# Blonde or Brown? Which do you think? **Better pictures added (Post No.21)**



## ShesAFoxyLady (Sep 23, 2008)

Ok, I've been toying with the idea of going back to brunette but I'm not completely convinced and I certainly won't do it until I'm 100% (or at least 99%) sure! 

I do like my hair blonde & it wouldn't cope with being bleached again, so if I do ever go brunette again - I have to be pretty sure that I'll like/suit it as I'll be stuck with it for quite a while!!

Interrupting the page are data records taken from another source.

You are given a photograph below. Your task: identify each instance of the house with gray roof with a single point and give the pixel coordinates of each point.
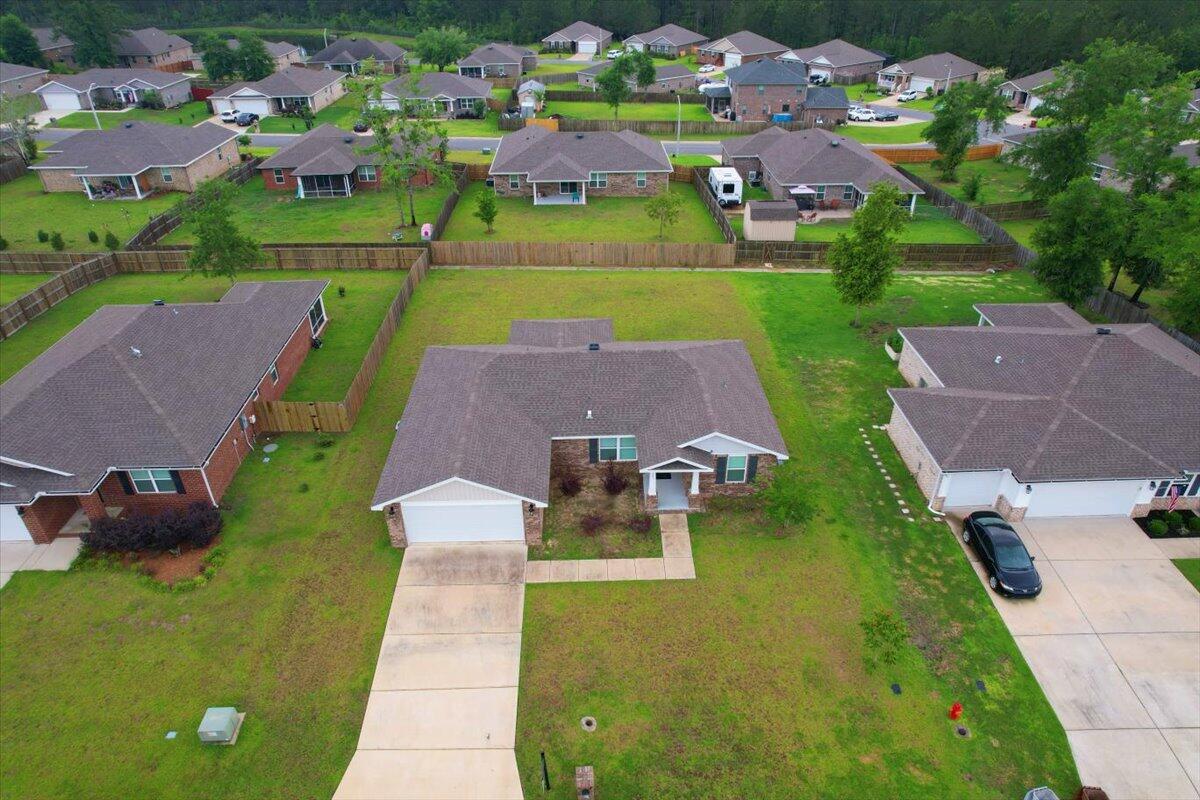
(348, 54)
(1037, 413)
(113, 88)
(579, 37)
(837, 61)
(154, 48)
(739, 48)
(486, 426)
(564, 168)
(815, 168)
(147, 407)
(929, 74)
(137, 160)
(282, 92)
(669, 40)
(497, 60)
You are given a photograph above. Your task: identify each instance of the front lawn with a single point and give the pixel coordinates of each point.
(367, 216)
(187, 114)
(25, 209)
(603, 218)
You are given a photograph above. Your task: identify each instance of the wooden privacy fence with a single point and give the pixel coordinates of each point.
(36, 302)
(293, 416)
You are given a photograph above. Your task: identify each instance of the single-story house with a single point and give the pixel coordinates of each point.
(670, 78)
(281, 91)
(175, 417)
(57, 49)
(739, 48)
(929, 73)
(669, 40)
(157, 49)
(348, 54)
(837, 61)
(1037, 413)
(579, 37)
(325, 162)
(563, 168)
(18, 79)
(815, 168)
(1023, 92)
(113, 88)
(137, 160)
(453, 95)
(498, 60)
(485, 427)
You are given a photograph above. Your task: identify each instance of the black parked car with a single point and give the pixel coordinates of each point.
(1009, 566)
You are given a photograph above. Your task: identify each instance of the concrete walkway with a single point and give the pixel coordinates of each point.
(57, 557)
(1114, 639)
(441, 720)
(675, 565)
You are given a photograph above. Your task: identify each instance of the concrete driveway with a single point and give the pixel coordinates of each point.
(1114, 639)
(441, 720)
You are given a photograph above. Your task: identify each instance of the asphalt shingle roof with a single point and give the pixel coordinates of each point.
(89, 403)
(487, 413)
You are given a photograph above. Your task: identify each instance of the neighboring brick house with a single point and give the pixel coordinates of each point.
(18, 79)
(498, 60)
(1038, 413)
(327, 162)
(137, 160)
(147, 408)
(669, 40)
(739, 48)
(814, 168)
(564, 168)
(837, 61)
(156, 49)
(349, 54)
(579, 37)
(929, 74)
(118, 88)
(57, 49)
(486, 427)
(282, 91)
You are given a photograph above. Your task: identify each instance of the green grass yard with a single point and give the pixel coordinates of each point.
(748, 681)
(603, 218)
(187, 114)
(369, 215)
(25, 208)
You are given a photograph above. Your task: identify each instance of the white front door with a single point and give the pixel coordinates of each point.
(449, 522)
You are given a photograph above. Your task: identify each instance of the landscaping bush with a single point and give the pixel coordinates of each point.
(197, 524)
(613, 481)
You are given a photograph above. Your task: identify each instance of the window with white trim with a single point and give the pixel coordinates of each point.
(735, 469)
(153, 481)
(618, 449)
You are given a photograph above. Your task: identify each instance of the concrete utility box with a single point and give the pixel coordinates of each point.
(220, 726)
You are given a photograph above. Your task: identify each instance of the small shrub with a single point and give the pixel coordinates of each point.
(613, 481)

I've done a quick photoshop of me as I am now - the platinum blonde - and roughly how I would look as a brunette. What do you think - would I regret it??

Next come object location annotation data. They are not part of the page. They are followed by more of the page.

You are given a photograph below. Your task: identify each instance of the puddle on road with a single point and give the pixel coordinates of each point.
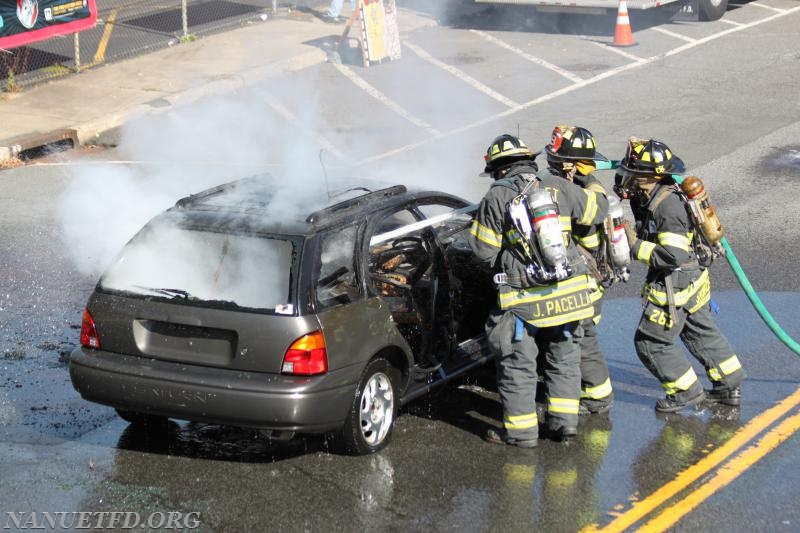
(783, 158)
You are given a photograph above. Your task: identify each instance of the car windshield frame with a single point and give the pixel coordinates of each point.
(290, 307)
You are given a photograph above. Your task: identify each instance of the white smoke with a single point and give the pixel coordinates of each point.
(180, 153)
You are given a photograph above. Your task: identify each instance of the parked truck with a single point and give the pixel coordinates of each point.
(705, 9)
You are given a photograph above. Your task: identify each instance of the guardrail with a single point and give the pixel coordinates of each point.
(127, 28)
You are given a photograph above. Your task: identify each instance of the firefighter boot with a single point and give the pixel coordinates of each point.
(725, 395)
(672, 403)
(594, 407)
(494, 436)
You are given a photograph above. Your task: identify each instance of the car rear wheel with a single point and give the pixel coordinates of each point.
(369, 424)
(141, 419)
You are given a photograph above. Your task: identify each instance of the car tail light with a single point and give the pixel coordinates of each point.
(306, 356)
(89, 336)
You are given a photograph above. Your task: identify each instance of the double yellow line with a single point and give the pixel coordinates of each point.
(726, 474)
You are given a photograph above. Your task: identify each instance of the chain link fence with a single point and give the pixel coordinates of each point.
(126, 28)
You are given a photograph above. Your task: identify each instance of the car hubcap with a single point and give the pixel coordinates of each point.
(377, 408)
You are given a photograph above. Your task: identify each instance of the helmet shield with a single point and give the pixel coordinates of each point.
(572, 143)
(504, 150)
(651, 157)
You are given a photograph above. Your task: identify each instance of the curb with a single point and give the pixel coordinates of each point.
(106, 131)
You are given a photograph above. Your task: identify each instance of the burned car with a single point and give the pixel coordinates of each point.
(222, 310)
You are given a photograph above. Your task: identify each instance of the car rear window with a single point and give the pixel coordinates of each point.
(202, 267)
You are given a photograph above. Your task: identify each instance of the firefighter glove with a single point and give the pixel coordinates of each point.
(630, 233)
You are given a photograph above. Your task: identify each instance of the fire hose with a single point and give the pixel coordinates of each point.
(741, 277)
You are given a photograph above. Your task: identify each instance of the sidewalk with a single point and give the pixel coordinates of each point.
(93, 104)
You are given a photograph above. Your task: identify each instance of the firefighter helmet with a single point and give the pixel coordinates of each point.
(650, 157)
(572, 143)
(504, 150)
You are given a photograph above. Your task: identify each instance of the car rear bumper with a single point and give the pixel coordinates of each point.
(177, 390)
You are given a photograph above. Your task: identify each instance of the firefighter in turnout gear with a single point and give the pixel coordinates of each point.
(572, 153)
(677, 291)
(542, 283)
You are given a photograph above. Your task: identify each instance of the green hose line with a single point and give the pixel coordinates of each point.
(756, 301)
(738, 272)
(751, 293)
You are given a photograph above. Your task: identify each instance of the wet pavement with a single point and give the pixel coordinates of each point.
(60, 453)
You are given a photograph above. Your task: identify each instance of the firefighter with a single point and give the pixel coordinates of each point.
(542, 286)
(572, 153)
(677, 291)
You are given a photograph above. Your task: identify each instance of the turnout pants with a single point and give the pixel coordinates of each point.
(656, 347)
(595, 380)
(514, 343)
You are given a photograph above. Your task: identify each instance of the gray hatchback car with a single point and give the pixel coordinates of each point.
(221, 311)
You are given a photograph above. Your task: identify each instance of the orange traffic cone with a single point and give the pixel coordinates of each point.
(623, 36)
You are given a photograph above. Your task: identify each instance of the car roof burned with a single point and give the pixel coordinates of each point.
(254, 205)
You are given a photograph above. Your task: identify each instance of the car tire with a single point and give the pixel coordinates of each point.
(370, 421)
(141, 419)
(712, 9)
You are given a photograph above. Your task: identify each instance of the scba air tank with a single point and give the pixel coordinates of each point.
(704, 213)
(618, 246)
(547, 227)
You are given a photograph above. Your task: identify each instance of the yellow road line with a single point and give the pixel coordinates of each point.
(726, 474)
(100, 55)
(644, 507)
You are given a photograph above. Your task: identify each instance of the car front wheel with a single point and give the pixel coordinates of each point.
(712, 9)
(369, 424)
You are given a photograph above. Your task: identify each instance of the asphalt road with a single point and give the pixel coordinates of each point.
(722, 97)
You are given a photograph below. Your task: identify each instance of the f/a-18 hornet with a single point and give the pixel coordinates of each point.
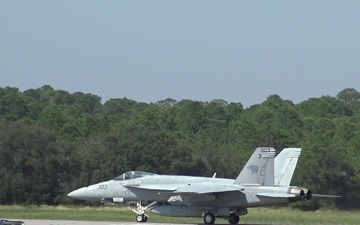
(264, 181)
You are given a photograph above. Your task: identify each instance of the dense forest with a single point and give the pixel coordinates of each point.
(53, 141)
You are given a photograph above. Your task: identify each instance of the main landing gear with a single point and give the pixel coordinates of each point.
(141, 216)
(209, 218)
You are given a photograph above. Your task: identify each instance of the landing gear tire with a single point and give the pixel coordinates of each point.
(209, 218)
(141, 218)
(233, 218)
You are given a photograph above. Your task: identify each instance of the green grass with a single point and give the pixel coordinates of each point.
(281, 215)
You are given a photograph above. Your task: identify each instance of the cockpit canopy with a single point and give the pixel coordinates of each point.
(132, 175)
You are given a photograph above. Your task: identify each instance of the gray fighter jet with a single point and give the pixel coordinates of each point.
(264, 181)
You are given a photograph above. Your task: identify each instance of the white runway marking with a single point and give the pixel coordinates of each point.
(78, 222)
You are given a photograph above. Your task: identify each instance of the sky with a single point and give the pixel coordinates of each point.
(238, 51)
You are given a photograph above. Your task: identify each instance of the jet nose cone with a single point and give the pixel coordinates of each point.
(80, 193)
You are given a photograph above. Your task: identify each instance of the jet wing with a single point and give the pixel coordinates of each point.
(189, 188)
(159, 187)
(206, 188)
(276, 195)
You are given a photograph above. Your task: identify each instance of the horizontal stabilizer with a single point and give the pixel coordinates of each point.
(325, 196)
(204, 188)
(276, 195)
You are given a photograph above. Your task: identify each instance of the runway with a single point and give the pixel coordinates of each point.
(79, 222)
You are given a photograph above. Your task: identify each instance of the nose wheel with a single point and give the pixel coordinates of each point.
(209, 218)
(141, 218)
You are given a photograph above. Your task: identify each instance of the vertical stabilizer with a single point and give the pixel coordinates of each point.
(259, 169)
(285, 164)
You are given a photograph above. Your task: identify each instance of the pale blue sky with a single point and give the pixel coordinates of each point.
(238, 51)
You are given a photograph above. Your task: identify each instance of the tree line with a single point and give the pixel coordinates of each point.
(53, 141)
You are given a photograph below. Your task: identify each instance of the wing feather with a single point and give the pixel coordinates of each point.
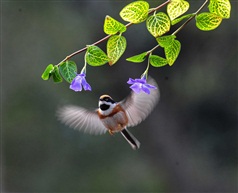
(139, 106)
(81, 119)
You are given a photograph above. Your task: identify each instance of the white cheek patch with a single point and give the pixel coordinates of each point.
(109, 110)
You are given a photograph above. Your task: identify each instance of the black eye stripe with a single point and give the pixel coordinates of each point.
(104, 107)
(107, 99)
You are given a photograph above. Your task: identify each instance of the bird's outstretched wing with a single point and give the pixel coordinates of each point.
(139, 106)
(81, 119)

(Please excuse the v.quick photoshop)

**** ETA : better pictures added below - POST No. 21 ****


----------



## rosenbud (Sep 23, 2008)

*Re: Blonde or Brown? Which do you think?*

You look stunning either blonde or brunette!

I would probably go with the Brown (is this your natural colour?), on a practical note it will be easier to maintain and you can always add some highlights later on.


----------



## makeupNdesign (Sep 23, 2008)

*Re: Blonde or Brown? Which do you think?*

I vote for brown too although you are gorgeous as a blonde. I'm not much help am I, lol? But from a maintenance standpoint, I agree with Rosenbud.


----------



## addictedtomac85 (Sep 23, 2008)

*Re: Blonde or Brown? Which do you think?*

I also like the brown better. I think it suits your skin tone better.


----------



## Carlyx (Sep 23, 2008)

*Re: Blonde or Brown? Which do you think?*

Hmm such a hard decision but I'm going to say brown.


----------



## MACLovin (Sep 23, 2008)

*Re: Blonde or Brown? Which do you think?*

You look great with both! But I think it would look really nice somewhere inbetween, maybe? Perhaps something like this? 
	

	
	
		
		

		
		
	


	










But if I had to choose between the 2, I think the brunette look suits you best.


----------



## Lyssah (Sep 23, 2008)

*Re: Blonde or Brown? Which do you think?*

I personallly think the blonde makes your eyes stand out.. but I can see what everyone is saying about the brown hair flattering you skin... I guess it depends on which feature you'd like to accentuate.


----------



## M.A.C. head. (Sep 23, 2008)

*Re: Blonde or Brown? Which do you think?*

Brown! 

Especially for the fall!


----------



## Zantedge (Sep 23, 2008)

*Re: Blonde or Brown? Which do you think?*

I think the brown looks better. Blonde would look good, just not that particular shade...


----------



## Nox (Sep 23, 2008)

*Re: Blonde or Brown? Which do you think?*

Brunette!  It's gorgeous on you.


----------



## yodagirl (Sep 23, 2008)

*Re: Blonde or Brown? Which do you think?*

You look stunning with both colors, but I'm definately gonna vote for the brown


----------



## Korms (Sep 23, 2008)

*Re: Blonde or Brown? Which do you think?*

You can pull off either.  The blonde makes you look younger but the brown is incredibly sophisticated.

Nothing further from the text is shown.